Erhürman ilk demecini verdi: KKTC ve Kıbrıs Türk halkı için ne dedi? Haber

Erhürman ilk demecini verdi: KKTC ve Kıbrıs Türk halkı için ne dedi?

Kuzey Kıbrıs Türk Cumhuriyeti'nde (KKTC) 19 Ekim 2025 tarihinde yapılan seçim sonucunda Cumhurbaşkanlığı görevine gelen Tufan Erhürman'ın tartışılan politikası, anavatan ve garantör ülke olan Türkiye'ye yönelik tutumu merak uyandırmaya devam ederken, Erhürman yeni açıklamalarda bulundu. "TÜRKİYE'NİN GARANTÖRLÜĞÜ KIBRISLI TÜRKLER TARAFINDAN HAYATÎ ÖNEME SAHİPTİR" İlk demecini Türkiye gazetesine veren Cumhurbaşkanı Erhürman, Türkiye'nin KKTC'nin garantör gücü olduğunu vurgulayarak, "Bizim Türkiye ile bağımız hayati önemdedir ve Türkiye bu adanın tartışmasız garantör gücüdür. Türkiye ile olan bağımız herhangi iki devletin birbirleriyle ilişkileriyle kıyaslanamayacak düzeyde özel ve hayati öneme sahiptir. Kardeş ülkeyiz.

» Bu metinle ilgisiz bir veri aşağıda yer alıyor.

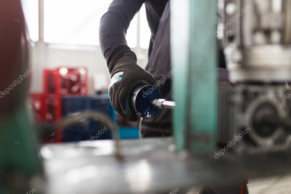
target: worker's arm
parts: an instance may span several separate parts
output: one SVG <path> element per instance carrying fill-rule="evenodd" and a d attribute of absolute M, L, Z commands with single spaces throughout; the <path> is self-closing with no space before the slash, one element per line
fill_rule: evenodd
<path fill-rule="evenodd" d="M 110 72 L 115 61 L 125 52 L 132 52 L 127 45 L 125 35 L 130 22 L 144 1 L 114 0 L 101 18 L 100 46 Z"/>
<path fill-rule="evenodd" d="M 137 117 L 130 107 L 131 90 L 137 85 L 155 83 L 152 75 L 137 65 L 125 40 L 130 22 L 144 1 L 114 0 L 101 19 L 99 30 L 100 46 L 111 75 L 110 102 L 119 113 L 133 121 Z"/>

Kıbrıs Türk halkı ve Türk halkı kardeş halklardır. Türkiye’nin garantörlüğü Kıbrıslı Türkler tarafından hayati öneme sahiptir." ifadelerine yer verdi. Erhürman, müzakere süreçlerini, Kıbrıs ve dış politika ile ilgili sorunların Ankara ile istişare edilmeye devam edeceğinin altını çizdi. Erhürman, "Aynı gelenek bugüne kadar olduğu gibi bundan sonra da devam edecektir. Benim görevim, devletlerimiz ve halklarımız arasındaki ilişkileri çok daha üst seviyeye taşımaktır." dedi. İLK ZİYARET TÜRKİYE OLACAK Öte yandan KKTC'nin devlet geleneğine göre Cumhurbaşkanların ilk ziyaretinin Türkiye olduğunu anımsatan Erhürman, yarın yapılacak olan yemin törenin ardından ziyaret hazırlıklarının başlayacağını bildirdi. Ayrıca seçimlerden sonra Türk medyasının Kıbrıs ve Kıbrıs Türk halkı hakkında çok sayıda yayın yapmasına dikkat eçeken Erhürman, Türkiye'nin Kıbrıs Türk halkının tanıyıp benimsemesini önemsediğini belirtti. Erhürman, "Türkiye’de bazı ön yargılar oluşturulduğunun farkındayım ama yemin töreninden sonra kuracağımız doğru ve sağlıklı iletişimle bu ön yargıların da çok kısa sürede dağılacağından eminim." cümlelerini sarf etti. "ARTIK HERHANGİ BİR PARTİNİN DEĞİL, KKTC'NİN BAŞKANIYIM" Mücahit çocuğu olduğunu vurgulayan Erhürman, "Ben artık herhangi bir partinin değil KKTC’nin başkanıyım. Herkese eşit mesafede kalarak kanunî çerçevede halkımıza hizmet vereceğim." ifadelerine yer verdi.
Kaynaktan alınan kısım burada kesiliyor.